End of the blame game – but what if they are to blame?
Much has been made about the new “no-fault” divorces which can be applied for, following a huge change in the existing law, from 6 April 2022. Many family lawyers have long supported campaigns to make these alterations to reflect what we hear back from our clients, which is that they often don’t want to file a petition detailing each and every ugly aspect of their spouse’s behaviour to secure a divorce, or to cite a subsequent relationship as the adulterous cause.
It is noted, however, that in recent weeks there have been commentators talking about how some people feel the need to have an official finger point of blame at their spouse, and that it is wrong to take this away. The suggestion is that citing behaviour or adultery in a divorce petition can be a cathartic exercise.
In some ways I have sympathy with this view.

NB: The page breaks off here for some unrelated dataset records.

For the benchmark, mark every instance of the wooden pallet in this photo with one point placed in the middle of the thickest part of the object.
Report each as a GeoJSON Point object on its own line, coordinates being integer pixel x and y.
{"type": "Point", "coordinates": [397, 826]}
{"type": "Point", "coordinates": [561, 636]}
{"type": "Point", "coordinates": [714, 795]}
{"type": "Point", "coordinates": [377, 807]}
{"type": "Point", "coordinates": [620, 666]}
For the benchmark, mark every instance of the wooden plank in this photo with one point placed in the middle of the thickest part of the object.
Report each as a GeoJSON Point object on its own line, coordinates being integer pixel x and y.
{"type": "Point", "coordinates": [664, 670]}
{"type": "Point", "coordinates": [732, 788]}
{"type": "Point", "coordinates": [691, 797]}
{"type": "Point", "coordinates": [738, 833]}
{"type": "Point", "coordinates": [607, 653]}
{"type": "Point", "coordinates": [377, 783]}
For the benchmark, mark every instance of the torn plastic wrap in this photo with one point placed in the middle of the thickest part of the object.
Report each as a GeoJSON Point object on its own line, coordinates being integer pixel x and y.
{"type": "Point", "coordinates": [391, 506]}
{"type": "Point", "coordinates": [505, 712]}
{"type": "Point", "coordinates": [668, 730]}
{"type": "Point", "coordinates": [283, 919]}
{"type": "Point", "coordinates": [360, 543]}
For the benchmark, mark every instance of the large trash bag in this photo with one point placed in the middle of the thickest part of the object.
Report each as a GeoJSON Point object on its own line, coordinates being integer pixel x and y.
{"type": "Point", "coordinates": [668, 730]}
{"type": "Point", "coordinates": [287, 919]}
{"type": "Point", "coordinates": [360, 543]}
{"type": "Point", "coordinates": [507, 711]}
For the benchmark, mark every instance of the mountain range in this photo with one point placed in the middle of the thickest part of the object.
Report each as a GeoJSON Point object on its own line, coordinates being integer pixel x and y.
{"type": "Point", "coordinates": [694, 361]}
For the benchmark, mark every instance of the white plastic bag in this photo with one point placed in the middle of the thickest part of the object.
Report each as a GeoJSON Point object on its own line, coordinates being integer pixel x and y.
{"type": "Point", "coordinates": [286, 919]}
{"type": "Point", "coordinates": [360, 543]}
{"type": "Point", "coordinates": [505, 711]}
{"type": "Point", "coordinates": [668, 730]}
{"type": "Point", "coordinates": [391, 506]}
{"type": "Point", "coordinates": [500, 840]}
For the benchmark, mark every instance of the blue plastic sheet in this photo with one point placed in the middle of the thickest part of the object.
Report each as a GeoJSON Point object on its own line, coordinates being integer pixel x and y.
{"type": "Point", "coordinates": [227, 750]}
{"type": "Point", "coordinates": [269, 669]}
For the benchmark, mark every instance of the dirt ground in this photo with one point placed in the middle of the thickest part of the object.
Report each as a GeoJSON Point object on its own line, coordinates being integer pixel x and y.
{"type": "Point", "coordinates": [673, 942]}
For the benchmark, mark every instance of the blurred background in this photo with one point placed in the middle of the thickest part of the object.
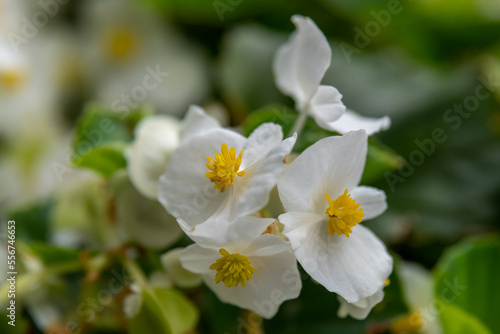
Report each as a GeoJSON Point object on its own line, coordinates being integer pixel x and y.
{"type": "Point", "coordinates": [433, 66]}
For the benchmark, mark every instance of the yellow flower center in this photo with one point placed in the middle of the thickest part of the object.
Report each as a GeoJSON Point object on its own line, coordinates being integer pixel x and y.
{"type": "Point", "coordinates": [224, 168]}
{"type": "Point", "coordinates": [232, 269]}
{"type": "Point", "coordinates": [11, 80]}
{"type": "Point", "coordinates": [343, 214]}
{"type": "Point", "coordinates": [121, 43]}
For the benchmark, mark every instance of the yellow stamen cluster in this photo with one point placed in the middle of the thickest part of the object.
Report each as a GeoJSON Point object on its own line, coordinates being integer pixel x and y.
{"type": "Point", "coordinates": [11, 80]}
{"type": "Point", "coordinates": [224, 168]}
{"type": "Point", "coordinates": [232, 269]}
{"type": "Point", "coordinates": [121, 44]}
{"type": "Point", "coordinates": [343, 214]}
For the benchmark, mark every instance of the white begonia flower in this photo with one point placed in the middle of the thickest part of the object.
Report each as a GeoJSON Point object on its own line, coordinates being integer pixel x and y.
{"type": "Point", "coordinates": [360, 309]}
{"type": "Point", "coordinates": [156, 138]}
{"type": "Point", "coordinates": [300, 65]}
{"type": "Point", "coordinates": [325, 234]}
{"type": "Point", "coordinates": [418, 289]}
{"type": "Point", "coordinates": [181, 277]}
{"type": "Point", "coordinates": [133, 302]}
{"type": "Point", "coordinates": [235, 183]}
{"type": "Point", "coordinates": [243, 267]}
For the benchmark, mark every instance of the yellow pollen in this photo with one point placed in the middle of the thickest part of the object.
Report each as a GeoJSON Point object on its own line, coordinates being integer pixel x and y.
{"type": "Point", "coordinates": [224, 168]}
{"type": "Point", "coordinates": [232, 269]}
{"type": "Point", "coordinates": [11, 80]}
{"type": "Point", "coordinates": [121, 43]}
{"type": "Point", "coordinates": [343, 214]}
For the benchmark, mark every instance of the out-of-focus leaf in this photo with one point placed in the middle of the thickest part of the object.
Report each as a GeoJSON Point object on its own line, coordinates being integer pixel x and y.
{"type": "Point", "coordinates": [456, 321]}
{"type": "Point", "coordinates": [105, 159]}
{"type": "Point", "coordinates": [52, 255]}
{"type": "Point", "coordinates": [467, 277]}
{"type": "Point", "coordinates": [32, 223]}
{"type": "Point", "coordinates": [164, 311]}
{"type": "Point", "coordinates": [96, 127]}
{"type": "Point", "coordinates": [219, 11]}
{"type": "Point", "coordinates": [379, 160]}
{"type": "Point", "coordinates": [245, 69]}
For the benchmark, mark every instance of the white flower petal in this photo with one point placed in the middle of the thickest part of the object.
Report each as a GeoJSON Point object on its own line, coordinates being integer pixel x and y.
{"type": "Point", "coordinates": [351, 121]}
{"type": "Point", "coordinates": [184, 189]}
{"type": "Point", "coordinates": [298, 224]}
{"type": "Point", "coordinates": [277, 279]}
{"type": "Point", "coordinates": [354, 267]}
{"type": "Point", "coordinates": [156, 138]}
{"type": "Point", "coordinates": [326, 106]}
{"type": "Point", "coordinates": [132, 303]}
{"type": "Point", "coordinates": [197, 259]}
{"type": "Point", "coordinates": [251, 192]}
{"type": "Point", "coordinates": [267, 245]}
{"type": "Point", "coordinates": [360, 309]}
{"type": "Point", "coordinates": [260, 142]}
{"type": "Point", "coordinates": [330, 166]}
{"type": "Point", "coordinates": [181, 277]}
{"type": "Point", "coordinates": [373, 201]}
{"type": "Point", "coordinates": [300, 64]}
{"type": "Point", "coordinates": [196, 122]}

But the sympathy ends when I think of the bills these people have faced over the years. That is not catharsis. Look, break-ups are hard at best, gut-wrenching and devastating at worst. Until now the manner in which the law was crafted ensured that those feelings were actually used to start the legal process. The sensible family lawyer was then tasked with cooling those feelings and advising that the court would not take them into account when dealing with the children or the finances. That’s just terribly confusing and, to a person going through what is possibly the worst and most emotionally tumultuous time of their life, really quite disorientating. It is just unhelpful to wind people (already dealing with huge and possibly overwhelming emotions) up before they are to sit down and sensibly consider the far more important issues of children and finances.
Essentially, the old way created an incredibly bad tone, often pushing the respondent into a defensive state of mind and began the whole process on an adversarial basis. The new way? Well, I won’t suggest that there will be no conflict because, of course, there will still be in some cases. However, it will no longer be necessary to pick at the open wounds of a relationship breakdown in order to harvest information to start a legal process. And that cannot be anything but good.